Juliet is 24 years old. As she gets her nails done for 5,000 UGX as she eats her lunch, she proudly shows me photos of her son. She got the photos taken professionally at a studio in the market for 2,500 UGX.
Amidst casually chatting, eating lunch, and spending leisure time together in between customer arrivals, the ladies explain some of the Bugolobi Market inner-workings.
“It’s like this – there are two types,” explains Gertrude. “Some pay direct here, others, we pay to the owners. If it’s not yours, you pay monthly, and you pay the owner of the space. So it depends. For us, this first one here, we pay the owner and the council. We pay the owner 30,000 per month. And then KCCA, it’s 9,100 per month. And from here, the KCCA collects the money and takes it to the headquarters.”
“Hey!” Gertrude shouts. A truck is backing into the tent that we are sitting under.
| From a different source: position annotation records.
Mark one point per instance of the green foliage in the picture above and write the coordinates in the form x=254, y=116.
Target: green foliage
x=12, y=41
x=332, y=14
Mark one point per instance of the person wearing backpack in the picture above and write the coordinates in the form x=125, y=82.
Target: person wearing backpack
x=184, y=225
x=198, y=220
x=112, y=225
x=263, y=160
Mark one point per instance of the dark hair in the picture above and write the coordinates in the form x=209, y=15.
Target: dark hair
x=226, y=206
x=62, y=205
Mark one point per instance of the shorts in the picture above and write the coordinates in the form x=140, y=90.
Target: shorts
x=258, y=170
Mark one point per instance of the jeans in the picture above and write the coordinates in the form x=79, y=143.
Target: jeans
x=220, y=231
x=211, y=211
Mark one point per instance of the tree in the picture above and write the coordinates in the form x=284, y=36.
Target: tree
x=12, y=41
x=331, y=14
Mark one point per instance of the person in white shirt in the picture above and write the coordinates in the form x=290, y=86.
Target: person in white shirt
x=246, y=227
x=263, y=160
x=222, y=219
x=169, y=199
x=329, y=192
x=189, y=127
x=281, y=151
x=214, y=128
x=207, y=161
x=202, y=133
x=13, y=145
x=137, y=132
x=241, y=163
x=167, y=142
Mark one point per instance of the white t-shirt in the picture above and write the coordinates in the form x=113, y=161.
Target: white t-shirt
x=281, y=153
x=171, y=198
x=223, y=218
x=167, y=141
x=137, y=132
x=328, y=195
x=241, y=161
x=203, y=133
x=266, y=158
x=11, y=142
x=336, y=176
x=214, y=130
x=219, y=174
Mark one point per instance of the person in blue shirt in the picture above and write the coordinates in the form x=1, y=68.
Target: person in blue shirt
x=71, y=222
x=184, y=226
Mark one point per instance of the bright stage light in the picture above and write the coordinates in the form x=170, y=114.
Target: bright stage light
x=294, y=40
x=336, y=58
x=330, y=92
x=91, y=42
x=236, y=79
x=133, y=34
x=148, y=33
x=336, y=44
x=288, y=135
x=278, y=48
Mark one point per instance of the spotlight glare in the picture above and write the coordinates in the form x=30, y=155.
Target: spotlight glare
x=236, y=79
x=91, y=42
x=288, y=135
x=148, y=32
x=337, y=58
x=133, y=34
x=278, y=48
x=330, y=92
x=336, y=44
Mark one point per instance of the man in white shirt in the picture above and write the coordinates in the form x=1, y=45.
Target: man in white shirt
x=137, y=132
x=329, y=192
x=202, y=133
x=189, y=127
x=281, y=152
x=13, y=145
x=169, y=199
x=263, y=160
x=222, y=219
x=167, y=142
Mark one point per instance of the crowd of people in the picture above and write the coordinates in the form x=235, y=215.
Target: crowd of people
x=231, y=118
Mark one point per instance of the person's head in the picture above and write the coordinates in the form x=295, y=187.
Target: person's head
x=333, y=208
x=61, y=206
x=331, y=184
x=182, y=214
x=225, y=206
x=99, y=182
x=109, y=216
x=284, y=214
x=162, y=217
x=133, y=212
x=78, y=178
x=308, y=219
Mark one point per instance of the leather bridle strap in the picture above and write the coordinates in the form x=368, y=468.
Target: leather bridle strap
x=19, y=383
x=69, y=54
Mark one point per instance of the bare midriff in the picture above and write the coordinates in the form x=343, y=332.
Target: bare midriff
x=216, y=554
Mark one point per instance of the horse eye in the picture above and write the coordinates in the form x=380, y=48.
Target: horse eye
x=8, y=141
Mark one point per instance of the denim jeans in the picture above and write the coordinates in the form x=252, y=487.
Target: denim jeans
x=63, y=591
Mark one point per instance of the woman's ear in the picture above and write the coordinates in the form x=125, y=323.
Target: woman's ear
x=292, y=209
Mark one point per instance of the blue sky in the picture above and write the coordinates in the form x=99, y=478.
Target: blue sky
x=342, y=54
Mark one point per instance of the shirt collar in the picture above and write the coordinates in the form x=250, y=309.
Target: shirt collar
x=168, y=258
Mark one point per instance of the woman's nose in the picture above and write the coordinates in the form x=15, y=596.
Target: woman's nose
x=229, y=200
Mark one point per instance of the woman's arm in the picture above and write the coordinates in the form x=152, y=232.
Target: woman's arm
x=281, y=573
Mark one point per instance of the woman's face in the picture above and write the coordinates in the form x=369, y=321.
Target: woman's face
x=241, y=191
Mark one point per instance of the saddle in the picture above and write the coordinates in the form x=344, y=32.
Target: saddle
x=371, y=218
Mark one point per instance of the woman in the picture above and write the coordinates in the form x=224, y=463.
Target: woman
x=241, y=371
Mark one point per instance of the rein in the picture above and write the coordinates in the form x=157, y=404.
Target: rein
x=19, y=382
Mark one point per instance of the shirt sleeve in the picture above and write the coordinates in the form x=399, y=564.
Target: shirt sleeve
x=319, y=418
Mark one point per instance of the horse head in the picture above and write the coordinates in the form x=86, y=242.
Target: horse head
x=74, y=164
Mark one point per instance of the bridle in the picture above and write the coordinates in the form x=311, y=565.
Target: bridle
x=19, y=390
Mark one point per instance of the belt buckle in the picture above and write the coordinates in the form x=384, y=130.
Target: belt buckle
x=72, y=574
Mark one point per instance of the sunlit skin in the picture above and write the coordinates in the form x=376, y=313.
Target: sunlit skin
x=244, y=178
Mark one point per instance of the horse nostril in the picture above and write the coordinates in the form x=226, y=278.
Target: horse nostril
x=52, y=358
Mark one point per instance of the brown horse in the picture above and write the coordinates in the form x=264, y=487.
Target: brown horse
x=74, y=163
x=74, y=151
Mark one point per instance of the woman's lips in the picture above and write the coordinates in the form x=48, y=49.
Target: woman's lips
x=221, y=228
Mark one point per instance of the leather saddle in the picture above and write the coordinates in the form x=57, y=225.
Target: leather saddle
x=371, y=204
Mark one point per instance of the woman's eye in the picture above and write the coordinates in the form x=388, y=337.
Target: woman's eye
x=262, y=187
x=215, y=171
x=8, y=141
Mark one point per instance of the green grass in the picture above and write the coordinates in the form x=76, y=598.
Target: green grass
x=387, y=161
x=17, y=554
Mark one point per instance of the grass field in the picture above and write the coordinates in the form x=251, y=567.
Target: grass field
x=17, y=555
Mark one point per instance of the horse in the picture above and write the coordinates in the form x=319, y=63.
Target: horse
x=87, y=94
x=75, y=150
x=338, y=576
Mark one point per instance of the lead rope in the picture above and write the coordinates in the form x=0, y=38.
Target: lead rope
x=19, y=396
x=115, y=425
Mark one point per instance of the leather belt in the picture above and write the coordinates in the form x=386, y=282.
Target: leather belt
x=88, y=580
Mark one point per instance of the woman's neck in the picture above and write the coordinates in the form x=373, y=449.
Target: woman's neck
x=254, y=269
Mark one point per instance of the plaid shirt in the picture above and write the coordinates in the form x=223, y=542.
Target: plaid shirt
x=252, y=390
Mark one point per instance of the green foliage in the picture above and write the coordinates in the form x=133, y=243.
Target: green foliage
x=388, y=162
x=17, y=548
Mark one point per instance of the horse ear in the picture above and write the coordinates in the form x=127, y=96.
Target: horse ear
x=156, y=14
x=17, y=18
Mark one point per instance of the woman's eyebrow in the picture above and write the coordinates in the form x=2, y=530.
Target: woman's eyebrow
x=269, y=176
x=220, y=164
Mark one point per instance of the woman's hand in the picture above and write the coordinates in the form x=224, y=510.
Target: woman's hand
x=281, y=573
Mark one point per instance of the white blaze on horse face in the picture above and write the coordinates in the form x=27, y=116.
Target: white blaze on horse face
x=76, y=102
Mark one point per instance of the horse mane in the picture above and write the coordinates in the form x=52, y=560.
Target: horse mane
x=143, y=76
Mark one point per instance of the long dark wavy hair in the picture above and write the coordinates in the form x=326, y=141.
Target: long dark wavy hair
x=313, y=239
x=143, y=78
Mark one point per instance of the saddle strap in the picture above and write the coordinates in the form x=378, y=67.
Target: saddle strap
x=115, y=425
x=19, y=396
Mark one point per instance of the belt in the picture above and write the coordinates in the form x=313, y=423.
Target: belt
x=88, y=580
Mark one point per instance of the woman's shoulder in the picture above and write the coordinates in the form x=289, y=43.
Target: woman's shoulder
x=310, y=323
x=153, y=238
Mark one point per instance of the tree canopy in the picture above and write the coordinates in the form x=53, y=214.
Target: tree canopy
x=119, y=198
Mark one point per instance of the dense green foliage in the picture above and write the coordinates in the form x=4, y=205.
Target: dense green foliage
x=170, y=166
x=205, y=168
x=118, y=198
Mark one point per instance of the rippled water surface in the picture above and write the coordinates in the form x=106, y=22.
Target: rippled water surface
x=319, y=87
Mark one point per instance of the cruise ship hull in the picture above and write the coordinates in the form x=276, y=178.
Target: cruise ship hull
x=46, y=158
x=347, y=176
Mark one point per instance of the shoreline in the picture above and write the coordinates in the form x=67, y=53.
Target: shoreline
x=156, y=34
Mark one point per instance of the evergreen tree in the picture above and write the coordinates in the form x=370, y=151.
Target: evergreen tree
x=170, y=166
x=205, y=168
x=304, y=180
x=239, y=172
The driver stops, looks behind, and moves forward.
“It’s could also be a different price depending on the location of your stand,” she continues. “But in our building, everyone pays the same.”
Gertrude starts talking to the Margarets, discussing how much the shops around the market pay per month.
“Expensive,” says Juliet.
“The rent for the shops, inside and outside, is expensive,” agrees Margaret.
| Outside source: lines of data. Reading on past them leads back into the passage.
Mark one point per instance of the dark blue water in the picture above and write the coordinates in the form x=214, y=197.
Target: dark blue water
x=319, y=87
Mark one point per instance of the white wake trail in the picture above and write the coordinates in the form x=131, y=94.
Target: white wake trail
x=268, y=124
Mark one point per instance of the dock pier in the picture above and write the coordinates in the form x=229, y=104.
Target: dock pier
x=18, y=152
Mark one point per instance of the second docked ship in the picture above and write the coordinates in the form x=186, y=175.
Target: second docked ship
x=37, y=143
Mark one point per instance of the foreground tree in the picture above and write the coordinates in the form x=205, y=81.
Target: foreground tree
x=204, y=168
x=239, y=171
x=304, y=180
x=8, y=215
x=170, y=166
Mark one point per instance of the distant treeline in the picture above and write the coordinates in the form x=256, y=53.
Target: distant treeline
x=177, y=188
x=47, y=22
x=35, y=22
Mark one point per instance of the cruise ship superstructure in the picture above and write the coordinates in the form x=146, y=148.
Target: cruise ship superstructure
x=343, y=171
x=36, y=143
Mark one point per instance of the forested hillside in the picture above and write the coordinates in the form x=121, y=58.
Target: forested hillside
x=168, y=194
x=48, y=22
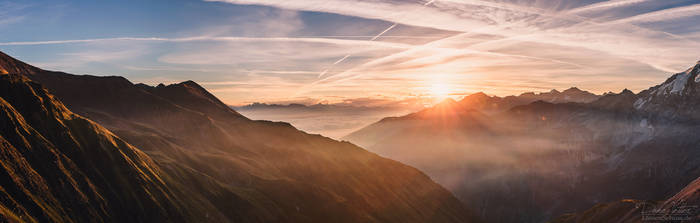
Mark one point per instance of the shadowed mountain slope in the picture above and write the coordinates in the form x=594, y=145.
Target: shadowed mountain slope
x=60, y=167
x=280, y=173
x=682, y=207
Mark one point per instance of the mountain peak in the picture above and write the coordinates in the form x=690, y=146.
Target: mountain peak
x=10, y=65
x=572, y=89
x=626, y=91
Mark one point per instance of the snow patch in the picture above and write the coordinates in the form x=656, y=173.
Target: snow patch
x=675, y=86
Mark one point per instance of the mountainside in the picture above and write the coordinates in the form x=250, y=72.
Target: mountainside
x=541, y=159
x=60, y=167
x=682, y=207
x=248, y=170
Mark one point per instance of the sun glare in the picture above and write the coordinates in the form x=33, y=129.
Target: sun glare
x=439, y=90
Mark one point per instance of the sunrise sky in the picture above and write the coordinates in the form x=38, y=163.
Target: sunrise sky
x=360, y=50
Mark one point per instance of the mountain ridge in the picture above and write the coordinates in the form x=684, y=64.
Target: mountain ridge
x=278, y=172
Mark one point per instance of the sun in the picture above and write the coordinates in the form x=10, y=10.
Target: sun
x=439, y=90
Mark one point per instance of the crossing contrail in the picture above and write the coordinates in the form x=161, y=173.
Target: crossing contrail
x=324, y=72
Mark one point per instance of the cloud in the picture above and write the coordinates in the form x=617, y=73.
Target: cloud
x=522, y=24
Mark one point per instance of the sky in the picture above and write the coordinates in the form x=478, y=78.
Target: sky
x=354, y=51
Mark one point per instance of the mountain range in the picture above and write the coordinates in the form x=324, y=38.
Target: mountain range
x=81, y=148
x=536, y=160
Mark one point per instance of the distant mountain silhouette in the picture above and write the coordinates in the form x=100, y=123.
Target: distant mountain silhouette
x=200, y=160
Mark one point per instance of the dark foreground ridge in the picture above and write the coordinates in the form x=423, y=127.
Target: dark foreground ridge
x=177, y=154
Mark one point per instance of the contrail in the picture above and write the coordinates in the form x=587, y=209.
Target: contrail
x=382, y=33
x=341, y=59
x=373, y=39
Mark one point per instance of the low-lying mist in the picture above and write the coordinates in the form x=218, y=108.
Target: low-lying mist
x=334, y=121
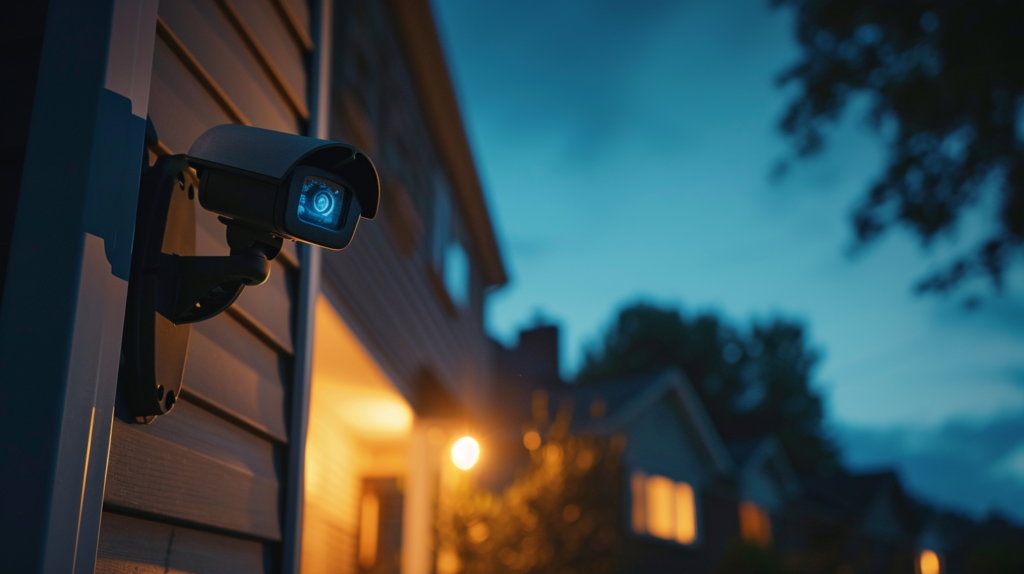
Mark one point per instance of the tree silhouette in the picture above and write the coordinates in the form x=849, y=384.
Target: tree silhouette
x=561, y=516
x=753, y=382
x=947, y=76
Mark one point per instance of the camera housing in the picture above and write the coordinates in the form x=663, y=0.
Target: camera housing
x=267, y=186
x=291, y=186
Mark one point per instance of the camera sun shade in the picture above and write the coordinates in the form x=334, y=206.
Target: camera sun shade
x=267, y=186
x=295, y=187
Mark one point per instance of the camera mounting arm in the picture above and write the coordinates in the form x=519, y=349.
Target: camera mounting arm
x=267, y=186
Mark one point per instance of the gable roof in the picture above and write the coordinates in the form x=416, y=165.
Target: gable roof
x=850, y=498
x=626, y=399
x=752, y=455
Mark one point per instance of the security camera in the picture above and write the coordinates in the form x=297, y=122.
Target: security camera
x=291, y=186
x=266, y=186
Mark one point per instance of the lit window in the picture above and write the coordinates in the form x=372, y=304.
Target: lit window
x=457, y=273
x=664, y=508
x=686, y=515
x=369, y=526
x=636, y=485
x=929, y=563
x=755, y=524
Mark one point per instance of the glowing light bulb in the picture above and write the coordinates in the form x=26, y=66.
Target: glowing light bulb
x=465, y=452
x=929, y=563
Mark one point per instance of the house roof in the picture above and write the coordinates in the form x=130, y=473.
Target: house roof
x=426, y=58
x=849, y=497
x=765, y=453
x=625, y=399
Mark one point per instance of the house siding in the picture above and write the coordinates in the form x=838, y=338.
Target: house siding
x=201, y=489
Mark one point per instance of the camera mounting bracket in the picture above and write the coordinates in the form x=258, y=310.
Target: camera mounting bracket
x=170, y=288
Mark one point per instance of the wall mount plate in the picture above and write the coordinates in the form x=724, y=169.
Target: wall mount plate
x=154, y=348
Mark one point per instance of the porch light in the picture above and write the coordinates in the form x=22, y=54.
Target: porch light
x=465, y=452
x=928, y=563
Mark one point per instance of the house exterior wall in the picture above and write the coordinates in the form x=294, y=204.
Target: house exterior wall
x=209, y=475
x=659, y=442
x=216, y=485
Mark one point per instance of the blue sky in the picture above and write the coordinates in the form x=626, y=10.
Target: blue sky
x=626, y=149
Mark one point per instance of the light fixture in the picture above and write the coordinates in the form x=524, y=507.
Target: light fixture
x=465, y=452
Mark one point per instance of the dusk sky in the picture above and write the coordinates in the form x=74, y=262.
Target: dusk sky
x=626, y=150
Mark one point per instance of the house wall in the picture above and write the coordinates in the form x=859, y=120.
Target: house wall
x=659, y=443
x=387, y=284
x=202, y=489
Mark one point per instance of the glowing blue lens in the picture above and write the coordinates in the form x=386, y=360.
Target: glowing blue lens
x=322, y=203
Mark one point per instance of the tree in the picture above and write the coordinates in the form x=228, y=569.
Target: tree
x=947, y=76
x=561, y=516
x=753, y=382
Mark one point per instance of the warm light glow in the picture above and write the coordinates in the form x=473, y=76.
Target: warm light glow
x=660, y=508
x=378, y=413
x=686, y=515
x=465, y=452
x=929, y=563
x=369, y=528
x=755, y=524
x=531, y=440
x=664, y=508
x=637, y=482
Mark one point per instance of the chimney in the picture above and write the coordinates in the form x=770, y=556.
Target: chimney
x=539, y=348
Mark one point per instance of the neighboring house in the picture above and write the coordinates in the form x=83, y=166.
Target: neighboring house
x=315, y=412
x=680, y=499
x=768, y=489
x=862, y=522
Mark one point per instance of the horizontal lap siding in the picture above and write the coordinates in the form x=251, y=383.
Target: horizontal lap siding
x=201, y=488
x=388, y=291
x=394, y=304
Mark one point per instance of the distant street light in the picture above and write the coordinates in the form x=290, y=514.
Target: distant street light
x=465, y=452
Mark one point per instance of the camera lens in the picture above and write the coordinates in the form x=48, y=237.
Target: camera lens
x=323, y=202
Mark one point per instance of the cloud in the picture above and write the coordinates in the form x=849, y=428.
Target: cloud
x=976, y=468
“Like 250,000 per month,” says the other Margaret.
They continue to chat about it amongst themselves in Luganda, and then turn back to me to explain in English.
“They pay according to the business type. And even the place, where you can get the customers,” says Margaret.
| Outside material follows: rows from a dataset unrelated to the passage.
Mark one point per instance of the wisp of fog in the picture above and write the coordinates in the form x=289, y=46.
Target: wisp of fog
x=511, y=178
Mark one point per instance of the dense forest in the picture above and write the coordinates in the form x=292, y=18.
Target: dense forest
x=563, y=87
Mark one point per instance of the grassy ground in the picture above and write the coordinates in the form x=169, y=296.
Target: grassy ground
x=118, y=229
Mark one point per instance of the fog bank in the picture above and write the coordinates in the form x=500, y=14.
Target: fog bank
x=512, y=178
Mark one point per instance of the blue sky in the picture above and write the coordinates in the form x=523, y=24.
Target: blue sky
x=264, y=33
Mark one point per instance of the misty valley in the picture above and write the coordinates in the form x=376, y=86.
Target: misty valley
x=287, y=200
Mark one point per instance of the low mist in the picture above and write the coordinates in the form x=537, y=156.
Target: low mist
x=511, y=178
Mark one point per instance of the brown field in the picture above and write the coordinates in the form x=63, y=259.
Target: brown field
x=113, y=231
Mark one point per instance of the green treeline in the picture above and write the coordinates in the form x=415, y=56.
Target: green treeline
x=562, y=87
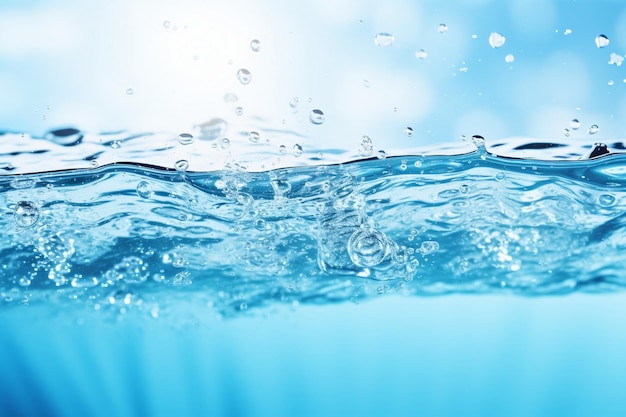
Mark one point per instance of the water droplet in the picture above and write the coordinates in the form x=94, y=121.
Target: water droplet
x=144, y=189
x=26, y=214
x=496, y=40
x=602, y=41
x=421, y=54
x=366, y=147
x=429, y=246
x=317, y=117
x=383, y=39
x=254, y=137
x=255, y=45
x=185, y=138
x=230, y=97
x=606, y=200
x=616, y=59
x=368, y=247
x=181, y=165
x=212, y=129
x=244, y=76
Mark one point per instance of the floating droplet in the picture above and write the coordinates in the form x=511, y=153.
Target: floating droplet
x=244, y=76
x=366, y=147
x=181, y=165
x=602, y=41
x=144, y=189
x=429, y=246
x=212, y=129
x=496, y=40
x=421, y=54
x=185, y=138
x=383, y=39
x=255, y=45
x=317, y=117
x=368, y=247
x=26, y=214
x=254, y=137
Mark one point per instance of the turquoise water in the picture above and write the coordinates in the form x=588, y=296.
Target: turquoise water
x=322, y=209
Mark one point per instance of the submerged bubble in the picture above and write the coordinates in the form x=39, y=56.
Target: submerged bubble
x=368, y=247
x=383, y=39
x=316, y=116
x=185, y=138
x=181, y=165
x=26, y=214
x=421, y=54
x=244, y=76
x=144, y=189
x=602, y=41
x=496, y=40
x=366, y=147
x=255, y=45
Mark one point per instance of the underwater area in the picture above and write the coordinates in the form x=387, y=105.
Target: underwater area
x=337, y=208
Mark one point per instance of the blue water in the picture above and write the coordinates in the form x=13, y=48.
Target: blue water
x=327, y=208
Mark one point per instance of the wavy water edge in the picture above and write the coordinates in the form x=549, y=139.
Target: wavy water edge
x=131, y=236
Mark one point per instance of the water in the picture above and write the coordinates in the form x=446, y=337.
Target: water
x=324, y=209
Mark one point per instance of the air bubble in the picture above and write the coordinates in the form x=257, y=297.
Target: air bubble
x=254, y=137
x=26, y=214
x=366, y=147
x=144, y=189
x=421, y=54
x=185, y=138
x=602, y=41
x=496, y=40
x=368, y=247
x=181, y=165
x=244, y=76
x=255, y=45
x=383, y=39
x=317, y=117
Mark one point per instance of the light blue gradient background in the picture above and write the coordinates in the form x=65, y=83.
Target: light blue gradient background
x=70, y=63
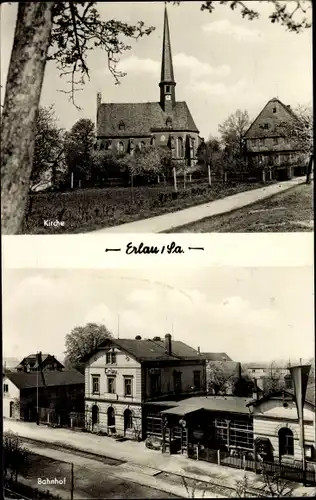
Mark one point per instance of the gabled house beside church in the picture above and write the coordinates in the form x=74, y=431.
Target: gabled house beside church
x=122, y=127
x=31, y=363
x=123, y=375
x=267, y=147
x=62, y=391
“You cannot compare this place that is down here to this place that is back there. Because this place down here could receive many customers,” says Juliet.
“And even up there, you cannot compare with the down here,” says Margaret.
Juliet has a Bible in her lap. She was reading the book of Job. I explain that this morning, I read Hebrews 11.
I ask about the runner system of women who deliver lunches to the shop owners around the market. How do the women work together, and who does what task?
“Some women they do it. Some they give to others to do. You can’t do it alone,” explains Gertrude.
“You can get tired,” says Margaret.
“One place has like four or five people. This one cooks meat and the other cooks beans, and after that, they serve,” continues Gertrude. She then changes the subject. “But how do you like Uganda?” I explain that I love Uganda, especially the people and the fruit.
“Eating fruit in Uganda makes me never want to eat fruit in America. You can’t even compare,” I state.
“You cannot compare?!” they all laugh. “Yes, ours is very good. But is it possible to start a fruit business in America? Is it possible to take?”
“I’m not sure what America imports from Uganda. I will Google search it and get back to you,” I say. They are all satisfied with this idea. “So how do prices change?”
“During seasons,” says Margaret. “This time, these days, Irish potatoes are the most expensive.” The season for Irish ends in February, and then starts up again in June. There are multiple growing seasons in Uganda.
“What’s the cheapest item right now?” I ask.
“Matoke. Not very high. And sweet potatoes. From January up until now, it is a bit down. But by March up to April, it will be up again. Then in May up to July, again it will be down. Again August up to December, high. That one very high price,” explains Margaret.
“So do Ugandans stop eating matoke when the price gets very high?”
“No, we eat! But in high price, nothing to do,” says Margaret. She goes on to explain that she has her own shop. “Me, I have my own. Selling matoke. And this one also [referring to the other Margaret]. She also has her own. We just pay stakeholders direct,” says Margaret. They just pay 9,100 UGX to the KCCA.
“I’ve been in the market since 1995,” says Margaret. “But this one has stayed longer.”
“1982,” says the other Margaret. She was here at Bugolobi Market during the rule of Idi Amin. Margaret raises her eyebrows. She gets her matoke by truck from Mbarara, close to her home village.
“Even before I was born,” exclaims Juliet.
“Is it hard to get a shop? Is there a waiting list?” I ask.
“No, it is easy,” they reply.
Suddenly the chatting in Luganda gets very serious. A man walks up, and the women talk with him and point.
“The trash there,” points Gertrude. “You see there, across in the cavera. They are not supposed to put trash there, but they pour rubbish there. And they told these people to put it some place else, and the vehicles would pick it. But now they have refused to help us take care of the rubbish. So we’ve decided to put the rubbish in front of KCCA. We shall bring it here. We have just brought it and now flies are like this. When someone comes and finds rubbish there, they cannot eat food. It smells badly.”
They continue discussing the rubbish issue, and Gertrude explains that the man with whom they are speaking “works in the market, but they gave him rubbish from the flats to drop in the market.”
Oliver’s granddaughter puts one of the soda bottle caps in her mouth. Margaret alerts Oliver, who immediately removes the cap from her granddaughter’s mouth.
“We used to gather rubbish outside,” continues Juliet. “They chased the rubbish from out there and put in some nice grass. So now they tell us that we are to put the rubbish there. In the market!” It is quite a heated conversation as the women alert other women of their plan to stack the garbage in front of the KCCA market office.